Governor Sean Parnell, a Republican, called for federal action to increase domestic crude output. “It’s time to unlock and unleash American resource potential,” he said in a webcast from Alaska made available today in Washington.
The state of Alaska plans to sell oil and gas leases for 14.7 million acres in the Beaufort Sea, on the North Slope and in the North Slope foothills. The state wants to push more petroleum through the Trans Alaska Pipeline System, the state’s oil and gas division said on June 9.
Alaska oil production has declined every year since 2002, according to the U.S. Energy Department, because of lower output from fields including Prudhoe Bay, operated by BP Plc (BP/), and Kuparuk, operated by ConocoPhillips. (COP) Production in May averaged 615,348 barrels a day, according to the Alaska Tax Division.
The 800-mile (1,287-kilometer) pipeline is scheduled to operate until 2035 and may close after that as production ebbs, Richard Newell, head of the Energy Information Administration, said on Feb. 3. The Trans Alaska Pipeline runs from Prudhoe Bay on the North Slope to Valdez, the northernmost ice-free port in the U.S.
An oil producer drilling straight down on state leases and tapping a reservoir that stretches into federal waters will have the right to drain the entire pool, said Sullivan, who was in Washington today to promote the October sale.

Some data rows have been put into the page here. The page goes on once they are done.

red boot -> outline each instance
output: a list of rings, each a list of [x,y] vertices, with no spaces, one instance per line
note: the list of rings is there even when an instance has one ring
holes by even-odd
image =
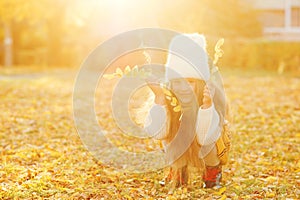
[[[222,167],[221,165],[217,166],[206,166],[206,172],[203,175],[204,188],[220,188],[220,182],[222,180]]]
[[[164,179],[164,181],[161,181],[161,185],[165,185],[166,182],[175,181],[175,186],[180,187],[188,183],[188,178],[187,166],[182,167],[177,172],[171,168],[168,176]]]

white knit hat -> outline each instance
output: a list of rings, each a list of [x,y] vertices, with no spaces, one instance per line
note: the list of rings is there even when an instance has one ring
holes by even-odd
[[[166,79],[210,77],[206,40],[198,33],[175,36],[169,46]]]

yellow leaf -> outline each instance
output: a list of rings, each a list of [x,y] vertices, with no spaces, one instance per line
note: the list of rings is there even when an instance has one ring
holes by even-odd
[[[135,65],[131,71],[132,71],[133,76],[137,76],[138,72],[139,72],[139,67],[137,65]]]
[[[168,99],[169,101],[171,101],[171,100],[172,100],[172,97],[166,96],[166,99]]]
[[[111,79],[115,78],[115,75],[114,74],[104,74],[103,78],[111,80]]]
[[[226,198],[227,198],[227,196],[225,194],[223,194],[219,200],[225,200]]]
[[[116,69],[116,73],[115,74],[118,75],[119,77],[123,76],[123,72],[122,72],[122,70],[119,67]]]
[[[174,107],[174,108],[173,108],[173,111],[174,111],[174,112],[180,112],[180,111],[181,111],[181,106],[178,105],[178,106]]]
[[[219,191],[217,192],[219,195],[223,194],[226,191],[226,187],[222,187],[219,189]]]
[[[172,97],[171,106],[176,106],[176,105],[177,105],[177,99],[175,97]]]
[[[270,193],[267,193],[267,197],[268,198],[272,198],[272,197],[275,197],[275,192],[270,192]]]
[[[274,183],[275,181],[277,181],[277,177],[269,176],[268,178],[266,178],[266,181],[269,183]]]
[[[164,91],[165,95],[170,96],[170,97],[172,96],[172,93],[169,90],[167,90],[166,88],[163,88],[163,91]]]
[[[131,71],[129,65],[125,67],[124,74],[128,74]]]

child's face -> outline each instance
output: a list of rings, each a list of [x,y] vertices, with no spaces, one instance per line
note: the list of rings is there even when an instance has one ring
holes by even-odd
[[[171,88],[182,104],[191,103],[196,91],[196,80],[184,78],[173,79],[171,80]]]

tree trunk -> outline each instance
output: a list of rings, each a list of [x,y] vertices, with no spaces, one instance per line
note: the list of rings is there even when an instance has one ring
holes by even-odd
[[[8,23],[4,24],[4,66],[13,64],[13,39],[11,36],[11,27]]]

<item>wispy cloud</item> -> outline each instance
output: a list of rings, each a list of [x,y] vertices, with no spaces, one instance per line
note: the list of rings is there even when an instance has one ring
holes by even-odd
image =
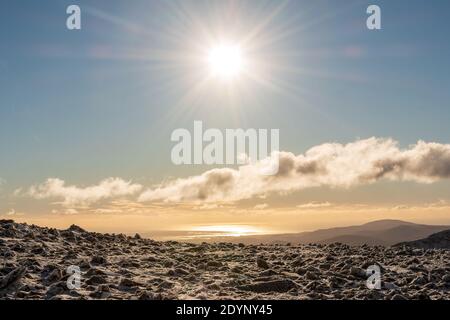
[[[88,187],[67,186],[61,179],[50,178],[32,186],[27,194],[36,199],[60,199],[64,206],[90,205],[100,200],[130,196],[141,191],[140,184],[120,178],[108,178]]]
[[[212,169],[145,190],[139,201],[238,201],[311,187],[348,188],[380,179],[432,183],[450,177],[450,145],[419,141],[400,149],[392,139],[326,143],[305,154],[279,153],[279,171],[260,174],[261,163]]]
[[[297,208],[299,209],[317,209],[317,208],[327,208],[331,207],[332,204],[330,202],[309,202],[309,203],[303,203],[299,204]]]

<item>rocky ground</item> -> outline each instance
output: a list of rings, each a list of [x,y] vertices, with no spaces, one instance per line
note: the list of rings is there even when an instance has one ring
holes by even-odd
[[[380,290],[366,268],[381,268]],[[67,268],[81,270],[70,290]],[[450,251],[156,242],[0,220],[0,299],[449,299]]]

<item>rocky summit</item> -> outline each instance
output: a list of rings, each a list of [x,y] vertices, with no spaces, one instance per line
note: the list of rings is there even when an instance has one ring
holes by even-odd
[[[450,251],[408,245],[157,242],[0,220],[0,259],[0,299],[450,299]]]

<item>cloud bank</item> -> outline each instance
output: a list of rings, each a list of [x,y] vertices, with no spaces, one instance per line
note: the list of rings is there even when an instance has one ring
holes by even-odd
[[[392,139],[326,143],[305,154],[279,153],[279,171],[260,174],[261,162],[238,169],[212,169],[145,190],[141,202],[238,201],[311,187],[349,188],[381,179],[432,183],[450,177],[450,145],[419,141],[400,149]]]
[[[36,199],[61,199],[64,206],[80,206],[100,200],[130,196],[141,189],[141,185],[132,184],[120,178],[108,178],[97,185],[85,188],[66,186],[63,180],[50,178],[40,185],[32,186],[27,193]]]

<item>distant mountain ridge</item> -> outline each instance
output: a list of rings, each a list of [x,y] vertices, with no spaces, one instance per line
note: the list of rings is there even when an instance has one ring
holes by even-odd
[[[320,229],[292,234],[243,236],[230,239],[223,237],[214,241],[250,243],[321,243],[340,242],[348,245],[391,246],[400,242],[414,241],[436,232],[450,229],[450,226],[415,224],[401,220],[378,220],[363,225]]]
[[[396,246],[402,245],[419,249],[450,249],[450,229],[434,233],[425,239],[401,242]]]

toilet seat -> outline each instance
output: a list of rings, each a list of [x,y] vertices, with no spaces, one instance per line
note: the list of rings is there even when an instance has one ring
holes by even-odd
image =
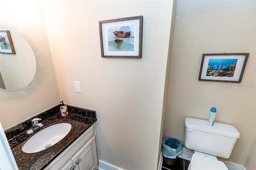
[[[223,162],[194,154],[188,170],[228,170]]]

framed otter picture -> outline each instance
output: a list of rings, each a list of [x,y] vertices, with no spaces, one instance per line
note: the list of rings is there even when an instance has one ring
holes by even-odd
[[[143,16],[99,21],[101,57],[141,58]]]
[[[203,54],[199,80],[241,83],[249,53]]]

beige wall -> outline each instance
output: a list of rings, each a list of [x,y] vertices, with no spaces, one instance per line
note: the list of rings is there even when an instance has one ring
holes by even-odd
[[[41,3],[60,98],[97,111],[100,159],[156,169],[172,2],[52,1]],[[98,21],[138,15],[142,58],[101,58]]]
[[[229,161],[244,164],[256,133],[256,88],[219,89],[198,78],[203,53],[249,53],[242,83],[256,85],[256,16],[254,8],[176,18],[164,136],[183,140],[185,118],[207,119],[215,106],[216,121],[241,134]]]
[[[164,136],[164,119],[165,118],[165,113],[166,110],[166,103],[167,101],[167,96],[168,88],[169,87],[169,79],[170,77],[170,69],[171,69],[171,54],[173,51],[172,47],[173,42],[173,37],[174,36],[174,28],[175,25],[175,21],[176,20],[176,7],[177,1],[173,1],[173,11],[172,14],[171,23],[171,32],[170,34],[170,39],[169,42],[169,49],[168,51],[168,58],[167,59],[167,64],[166,71],[165,80],[164,83],[164,100],[163,102],[163,110],[162,110],[162,118],[161,120],[161,128],[160,133],[160,138],[159,140],[159,150],[158,160],[159,160],[159,156],[161,156],[161,149],[162,147],[162,142]],[[161,161],[161,160],[160,160]],[[159,162],[158,162],[159,163]]]
[[[1,2],[5,17],[1,23],[19,25],[25,28],[42,48],[45,63],[42,82],[35,91],[23,99],[0,101],[0,121],[7,129],[57,103],[60,101],[49,44],[39,1]]]
[[[250,152],[246,159],[244,166],[247,170],[254,170],[256,167],[256,137],[251,147]]]

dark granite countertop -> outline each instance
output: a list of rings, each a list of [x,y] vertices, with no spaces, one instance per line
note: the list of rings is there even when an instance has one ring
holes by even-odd
[[[59,106],[55,107],[59,108]],[[49,113],[48,110],[47,110],[5,131],[7,138],[9,138],[8,142],[19,170],[37,170],[44,169],[97,120],[96,112],[93,110],[70,106],[68,108],[69,113],[66,117],[62,117],[60,113],[57,112],[57,113],[47,117],[49,116],[45,116],[46,112],[46,114]],[[55,108],[51,109],[58,110]],[[52,112],[51,115],[54,113]],[[88,114],[88,113],[89,114]],[[42,115],[42,114],[44,115]],[[91,115],[89,115],[90,114]],[[46,118],[41,122],[44,124],[44,126],[32,135],[27,135],[26,132],[28,127],[24,128],[24,127],[25,126],[24,124],[28,124],[27,122],[29,121],[30,119],[37,117]],[[22,151],[22,146],[31,136],[52,124],[61,122],[69,123],[71,124],[71,128],[68,134],[59,142],[48,149],[36,153],[27,153]],[[21,127],[23,128],[21,128]],[[20,131],[18,131],[17,132],[17,129]],[[20,131],[21,129],[22,129],[21,131]],[[25,130],[24,130],[24,129]],[[12,129],[13,130],[12,131]],[[17,134],[18,132],[21,133],[15,136],[12,136],[14,135],[14,134]],[[12,137],[13,138],[10,138]]]

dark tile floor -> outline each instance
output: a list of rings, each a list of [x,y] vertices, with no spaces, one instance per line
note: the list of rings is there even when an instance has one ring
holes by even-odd
[[[173,165],[169,165],[163,160],[162,170],[187,170],[190,161],[180,158],[177,158],[177,160]]]

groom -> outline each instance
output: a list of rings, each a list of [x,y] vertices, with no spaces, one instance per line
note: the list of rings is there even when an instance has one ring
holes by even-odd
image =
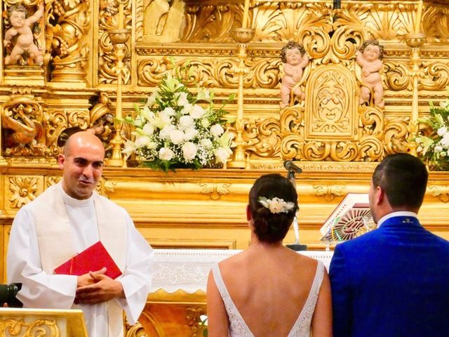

Royal Dutch Shell Plc (RDSA), which purchased oil leases in federal waters off the Alaskan coast in 2005 and 2007, hasn’t started drilling because the Environmental Protection Agency and the Bureau of Ocean Energy Management, Regulation and Enforcement haven’t granted the necessary approvals. Sullivan said today he wasn’t sure whether permits for drilling on state lands will be issued by federal or state regulators.
The Obama administration plans to sell oil and natural-gas leases in Alaska’s National Petroleum Reserve by the end of the year, the Interior Department said on June 16.